Posted on 08 Mar 2011
Federal regulators and the top law enforcement officers in all fifty states are looking to make signficant changes to the home loan industry. If these changes are implemented, borrowers who take out home loans and the investors who buy them will work closer together and find common ground to minimize foreclosures, diminishing the the power of the middle men whose task this is.
A 27-page proposed settlement agreement sent last week by a coalition of all 50 state attorneys general and five federal agencies to the nation's five largest home loan firms details how mortgage companies should treat borrowers who fall behind on their payments.

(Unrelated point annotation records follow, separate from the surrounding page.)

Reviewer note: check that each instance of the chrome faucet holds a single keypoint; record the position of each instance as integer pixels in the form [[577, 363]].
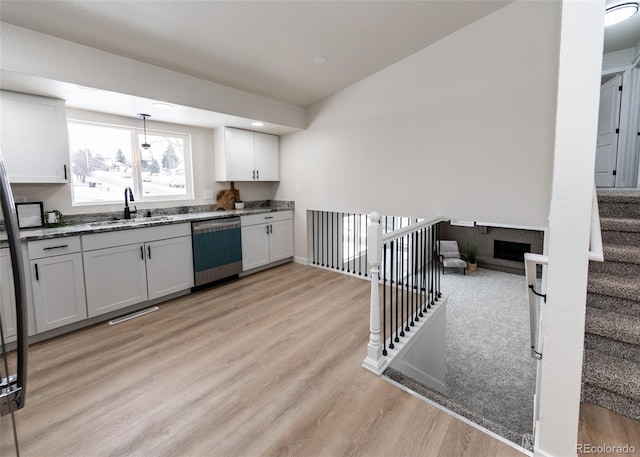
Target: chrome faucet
[[127, 211]]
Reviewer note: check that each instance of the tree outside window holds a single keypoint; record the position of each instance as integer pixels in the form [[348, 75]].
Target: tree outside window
[[106, 159]]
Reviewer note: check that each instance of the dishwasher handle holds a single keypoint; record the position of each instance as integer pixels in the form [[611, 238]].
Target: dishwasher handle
[[206, 225]]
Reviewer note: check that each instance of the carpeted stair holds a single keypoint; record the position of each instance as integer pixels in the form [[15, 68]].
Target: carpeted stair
[[611, 371]]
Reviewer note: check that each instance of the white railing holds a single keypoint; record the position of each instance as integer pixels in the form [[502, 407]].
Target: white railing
[[408, 258], [532, 260]]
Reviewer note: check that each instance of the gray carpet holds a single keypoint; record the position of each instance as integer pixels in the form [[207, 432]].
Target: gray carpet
[[490, 375]]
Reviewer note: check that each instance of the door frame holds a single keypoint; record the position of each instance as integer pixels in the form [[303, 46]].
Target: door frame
[[628, 155]]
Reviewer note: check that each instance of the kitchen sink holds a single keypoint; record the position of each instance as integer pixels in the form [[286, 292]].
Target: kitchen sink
[[136, 220]]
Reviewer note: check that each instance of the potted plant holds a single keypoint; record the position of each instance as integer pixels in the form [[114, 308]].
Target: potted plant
[[472, 260]]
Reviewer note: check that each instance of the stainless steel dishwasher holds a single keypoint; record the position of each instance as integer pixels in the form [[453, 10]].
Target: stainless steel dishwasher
[[217, 249]]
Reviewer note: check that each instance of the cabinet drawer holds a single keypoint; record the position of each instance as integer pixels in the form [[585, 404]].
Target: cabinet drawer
[[264, 218], [133, 236], [55, 246]]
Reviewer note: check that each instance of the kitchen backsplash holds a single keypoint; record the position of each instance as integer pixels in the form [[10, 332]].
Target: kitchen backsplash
[[74, 219]]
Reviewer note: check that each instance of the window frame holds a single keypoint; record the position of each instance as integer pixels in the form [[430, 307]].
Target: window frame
[[136, 160]]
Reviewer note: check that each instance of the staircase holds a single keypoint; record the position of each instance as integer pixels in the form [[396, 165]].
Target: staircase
[[611, 370]]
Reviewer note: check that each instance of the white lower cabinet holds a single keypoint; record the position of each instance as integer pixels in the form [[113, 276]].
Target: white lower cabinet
[[159, 263], [57, 282], [7, 296], [115, 278], [266, 238], [169, 266], [255, 246]]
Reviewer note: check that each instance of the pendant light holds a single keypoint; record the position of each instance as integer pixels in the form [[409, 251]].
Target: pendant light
[[620, 12], [146, 146]]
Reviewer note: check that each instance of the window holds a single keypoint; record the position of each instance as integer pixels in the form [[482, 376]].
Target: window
[[105, 159]]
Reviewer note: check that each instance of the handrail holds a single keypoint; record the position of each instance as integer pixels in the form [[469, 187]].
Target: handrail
[[530, 262], [390, 236], [596, 254], [411, 266], [595, 239]]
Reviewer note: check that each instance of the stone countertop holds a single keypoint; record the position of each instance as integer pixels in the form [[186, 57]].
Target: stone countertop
[[134, 223]]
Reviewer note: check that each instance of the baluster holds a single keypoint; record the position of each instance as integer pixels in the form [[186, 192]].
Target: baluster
[[313, 237], [384, 299], [438, 293], [434, 262], [322, 235], [391, 326], [374, 361], [401, 283], [342, 240], [395, 263], [331, 241], [416, 308], [366, 243], [419, 273]]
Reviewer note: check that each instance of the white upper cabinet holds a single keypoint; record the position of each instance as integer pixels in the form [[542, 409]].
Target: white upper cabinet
[[243, 155], [34, 138], [266, 157]]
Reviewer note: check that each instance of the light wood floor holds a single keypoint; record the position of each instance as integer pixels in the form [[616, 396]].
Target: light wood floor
[[268, 365]]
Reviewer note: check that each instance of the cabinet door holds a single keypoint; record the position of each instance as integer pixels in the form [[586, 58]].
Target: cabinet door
[[58, 291], [34, 138], [255, 246], [266, 157], [115, 278], [169, 266], [281, 240], [239, 154], [7, 295]]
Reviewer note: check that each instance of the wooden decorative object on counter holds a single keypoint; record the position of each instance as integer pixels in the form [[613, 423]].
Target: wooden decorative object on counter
[[227, 198]]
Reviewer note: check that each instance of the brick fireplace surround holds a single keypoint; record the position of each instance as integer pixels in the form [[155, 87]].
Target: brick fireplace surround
[[484, 237]]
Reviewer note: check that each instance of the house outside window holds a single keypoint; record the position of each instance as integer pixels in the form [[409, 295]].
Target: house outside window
[[105, 159]]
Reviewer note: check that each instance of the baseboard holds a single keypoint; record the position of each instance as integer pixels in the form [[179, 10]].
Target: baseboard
[[301, 260], [419, 376]]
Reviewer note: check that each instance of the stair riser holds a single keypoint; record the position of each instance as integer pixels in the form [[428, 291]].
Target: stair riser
[[616, 268], [606, 399], [604, 288], [612, 347], [618, 305], [617, 238], [611, 209]]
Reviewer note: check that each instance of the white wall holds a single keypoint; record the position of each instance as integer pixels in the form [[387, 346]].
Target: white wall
[[36, 54], [622, 58], [58, 196], [463, 128], [569, 226]]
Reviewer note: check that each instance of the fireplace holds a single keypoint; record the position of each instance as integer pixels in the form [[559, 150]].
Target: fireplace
[[509, 250]]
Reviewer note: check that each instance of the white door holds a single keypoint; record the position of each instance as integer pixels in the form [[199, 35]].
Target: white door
[[280, 240], [115, 278], [239, 153], [169, 266], [608, 124], [255, 246], [266, 157], [58, 291], [7, 295]]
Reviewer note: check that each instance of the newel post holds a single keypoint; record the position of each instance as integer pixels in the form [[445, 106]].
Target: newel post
[[374, 361]]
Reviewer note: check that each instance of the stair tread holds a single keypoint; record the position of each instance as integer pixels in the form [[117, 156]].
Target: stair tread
[[619, 196], [622, 253], [615, 374], [616, 326], [620, 224], [627, 286]]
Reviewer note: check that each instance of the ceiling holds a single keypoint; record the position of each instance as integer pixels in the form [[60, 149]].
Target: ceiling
[[263, 47], [623, 35]]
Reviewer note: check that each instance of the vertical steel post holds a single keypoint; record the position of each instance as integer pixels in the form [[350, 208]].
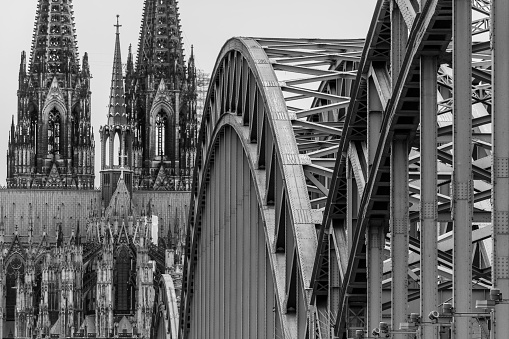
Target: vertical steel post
[[399, 229], [428, 216], [399, 188], [375, 233], [500, 166], [462, 179], [374, 256]]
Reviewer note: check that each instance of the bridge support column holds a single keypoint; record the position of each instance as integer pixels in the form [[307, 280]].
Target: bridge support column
[[399, 188], [375, 233], [500, 166], [428, 216], [462, 166], [374, 257], [399, 230]]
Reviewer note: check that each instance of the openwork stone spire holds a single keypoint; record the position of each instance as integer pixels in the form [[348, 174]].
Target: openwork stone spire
[[160, 51], [117, 112], [54, 47], [164, 126], [52, 144]]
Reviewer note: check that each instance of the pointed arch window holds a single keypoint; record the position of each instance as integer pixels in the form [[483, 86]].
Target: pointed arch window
[[15, 270], [161, 126], [123, 286], [54, 124]]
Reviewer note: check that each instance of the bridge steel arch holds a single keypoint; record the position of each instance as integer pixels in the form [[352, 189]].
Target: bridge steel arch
[[409, 220], [266, 149], [166, 314]]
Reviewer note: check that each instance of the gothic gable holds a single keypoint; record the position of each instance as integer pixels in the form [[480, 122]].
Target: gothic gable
[[54, 178]]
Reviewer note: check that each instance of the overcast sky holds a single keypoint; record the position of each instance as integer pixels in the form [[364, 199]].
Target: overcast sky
[[206, 24]]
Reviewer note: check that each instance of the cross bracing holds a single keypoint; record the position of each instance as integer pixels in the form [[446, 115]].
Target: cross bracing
[[379, 170]]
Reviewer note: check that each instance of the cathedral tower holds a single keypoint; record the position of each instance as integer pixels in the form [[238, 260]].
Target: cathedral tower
[[52, 143], [161, 101]]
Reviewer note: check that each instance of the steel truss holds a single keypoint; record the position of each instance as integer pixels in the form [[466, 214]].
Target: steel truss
[[377, 182], [268, 143]]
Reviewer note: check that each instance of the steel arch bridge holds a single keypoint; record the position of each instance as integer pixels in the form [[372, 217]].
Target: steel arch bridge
[[356, 188]]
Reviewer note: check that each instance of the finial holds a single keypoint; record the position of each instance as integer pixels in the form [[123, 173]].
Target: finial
[[118, 25]]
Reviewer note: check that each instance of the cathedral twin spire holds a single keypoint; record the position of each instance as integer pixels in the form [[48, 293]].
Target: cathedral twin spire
[[152, 109]]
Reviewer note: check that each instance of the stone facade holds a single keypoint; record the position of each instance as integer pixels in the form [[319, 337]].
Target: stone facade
[[77, 261]]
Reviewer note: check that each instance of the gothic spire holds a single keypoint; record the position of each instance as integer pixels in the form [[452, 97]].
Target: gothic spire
[[117, 112], [160, 50], [54, 46]]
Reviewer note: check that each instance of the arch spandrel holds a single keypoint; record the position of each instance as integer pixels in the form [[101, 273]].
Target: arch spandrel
[[246, 96]]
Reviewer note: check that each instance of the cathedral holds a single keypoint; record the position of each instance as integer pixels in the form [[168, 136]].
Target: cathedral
[[77, 261]]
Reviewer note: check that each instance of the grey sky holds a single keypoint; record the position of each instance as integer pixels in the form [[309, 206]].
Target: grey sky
[[206, 24]]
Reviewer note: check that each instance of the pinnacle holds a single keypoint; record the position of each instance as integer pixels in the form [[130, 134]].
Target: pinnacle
[[117, 98]]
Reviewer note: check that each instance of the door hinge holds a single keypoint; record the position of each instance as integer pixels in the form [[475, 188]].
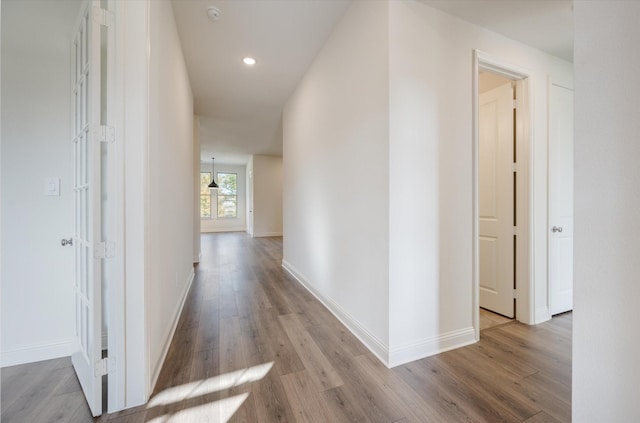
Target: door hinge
[[102, 16], [104, 250], [105, 366], [104, 133]]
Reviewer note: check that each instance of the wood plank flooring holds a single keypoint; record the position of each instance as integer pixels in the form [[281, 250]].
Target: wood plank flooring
[[252, 345]]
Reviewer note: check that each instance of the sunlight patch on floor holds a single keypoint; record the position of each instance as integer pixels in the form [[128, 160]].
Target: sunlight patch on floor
[[217, 411], [208, 386]]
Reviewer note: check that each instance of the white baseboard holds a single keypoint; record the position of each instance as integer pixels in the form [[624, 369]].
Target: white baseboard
[[37, 352], [377, 347], [171, 332], [396, 356], [431, 346], [265, 234], [542, 315], [216, 230]]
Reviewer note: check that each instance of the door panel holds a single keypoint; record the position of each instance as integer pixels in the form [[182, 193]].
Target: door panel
[[86, 192], [560, 199], [496, 200]]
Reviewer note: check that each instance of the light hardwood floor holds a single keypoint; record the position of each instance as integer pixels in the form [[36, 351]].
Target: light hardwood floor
[[490, 319], [253, 346]]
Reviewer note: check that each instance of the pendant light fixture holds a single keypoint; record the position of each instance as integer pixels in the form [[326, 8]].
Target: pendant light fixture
[[213, 184]]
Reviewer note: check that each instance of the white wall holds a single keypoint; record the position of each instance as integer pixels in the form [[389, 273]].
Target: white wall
[[336, 183], [227, 224], [378, 160], [606, 345], [169, 185], [249, 179], [267, 195], [37, 311], [431, 173], [196, 187]]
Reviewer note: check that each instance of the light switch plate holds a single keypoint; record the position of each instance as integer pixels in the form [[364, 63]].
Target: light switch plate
[[51, 186]]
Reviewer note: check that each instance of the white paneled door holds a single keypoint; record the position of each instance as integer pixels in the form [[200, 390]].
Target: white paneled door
[[560, 199], [87, 359], [496, 200]]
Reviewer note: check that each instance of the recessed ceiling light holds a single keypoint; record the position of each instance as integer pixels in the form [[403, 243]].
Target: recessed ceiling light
[[213, 13]]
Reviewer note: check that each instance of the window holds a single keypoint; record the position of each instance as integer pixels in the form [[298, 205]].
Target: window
[[227, 195], [205, 195]]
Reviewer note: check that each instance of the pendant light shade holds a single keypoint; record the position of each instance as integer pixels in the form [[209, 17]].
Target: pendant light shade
[[213, 184]]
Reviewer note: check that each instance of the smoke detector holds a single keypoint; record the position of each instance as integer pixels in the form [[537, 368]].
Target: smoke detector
[[214, 13]]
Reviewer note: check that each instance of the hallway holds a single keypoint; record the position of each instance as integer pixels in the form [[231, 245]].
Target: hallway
[[252, 345]]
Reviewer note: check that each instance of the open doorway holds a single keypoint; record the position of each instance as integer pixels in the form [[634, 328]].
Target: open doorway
[[501, 194]]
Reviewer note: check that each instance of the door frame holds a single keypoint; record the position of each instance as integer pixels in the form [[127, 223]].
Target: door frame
[[524, 190]]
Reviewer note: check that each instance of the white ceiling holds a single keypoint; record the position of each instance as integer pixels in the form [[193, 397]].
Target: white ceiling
[[240, 108], [544, 24]]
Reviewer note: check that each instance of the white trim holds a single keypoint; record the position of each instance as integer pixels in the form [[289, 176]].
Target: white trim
[[542, 315], [38, 352], [525, 246], [377, 347], [266, 234], [168, 337], [114, 339], [231, 229], [431, 346]]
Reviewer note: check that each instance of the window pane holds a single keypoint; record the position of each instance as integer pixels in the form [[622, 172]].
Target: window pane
[[227, 206], [227, 183], [205, 205], [205, 180]]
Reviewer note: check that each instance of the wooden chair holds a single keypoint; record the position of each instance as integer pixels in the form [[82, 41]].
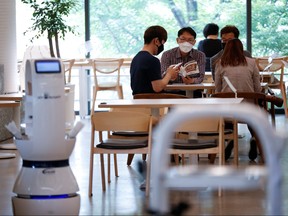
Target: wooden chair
[[106, 122], [276, 66], [68, 64], [162, 112], [165, 178], [195, 145], [103, 81], [259, 99]]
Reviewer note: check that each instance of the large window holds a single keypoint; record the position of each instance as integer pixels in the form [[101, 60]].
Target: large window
[[117, 26]]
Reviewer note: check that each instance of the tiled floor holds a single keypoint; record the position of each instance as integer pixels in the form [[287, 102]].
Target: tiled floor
[[123, 196]]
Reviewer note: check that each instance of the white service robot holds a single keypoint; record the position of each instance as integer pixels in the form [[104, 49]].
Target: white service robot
[[45, 184]]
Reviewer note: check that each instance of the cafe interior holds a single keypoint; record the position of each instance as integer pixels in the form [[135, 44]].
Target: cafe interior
[[86, 146]]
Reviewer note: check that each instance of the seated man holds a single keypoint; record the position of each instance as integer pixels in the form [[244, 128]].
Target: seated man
[[183, 54], [145, 68]]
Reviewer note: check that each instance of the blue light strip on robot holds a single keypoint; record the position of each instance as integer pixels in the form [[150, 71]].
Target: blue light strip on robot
[[45, 164], [61, 196]]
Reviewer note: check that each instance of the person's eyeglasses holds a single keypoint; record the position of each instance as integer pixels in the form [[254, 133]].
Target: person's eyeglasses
[[186, 40]]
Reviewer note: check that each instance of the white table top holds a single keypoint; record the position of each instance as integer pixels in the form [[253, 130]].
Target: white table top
[[184, 86], [159, 103]]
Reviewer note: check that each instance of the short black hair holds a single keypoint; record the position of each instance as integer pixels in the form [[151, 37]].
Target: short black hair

It's the opening salvo in what will be a months-long negotiation between the nation's largest banks and the officials who oversee them to settle state and federal claims that they abused borrowers and illegally foreclosed on homes.
"Laws were not being followed by the servicers," Illinois Attorney General Lisa Madigan said Monday. "That absolutely has to change."
Regulators, investors and consumer advocates have long complained of a crooked system in which the firms that are supposed to collect payments from borrowers and distribute the proceeds to investors, known as mortgage servicers, have worked to their own advantage rather than working for those they're supposed to represent -- investors.
The proposed checklist of changes, the result of federal and state probes into big banks' foreclosure practices, tries to fix that. The Departments of Justice, Treasury, and Housing and Urban Development support the proposal. So do the Federal Trade Commission and the nascent Bureau of Consumer Financial Protection.
Currently, servicers have wide discretion in how they process payments and treat distressed borrowers and the investors who own those mortgages. State attorneys general want that discretion to be narrowed, incentives to be altered, and a new system to emerge in which homeowners would see their payments reduced and investors would experience decreased losses as a result of avoiding foreclosure.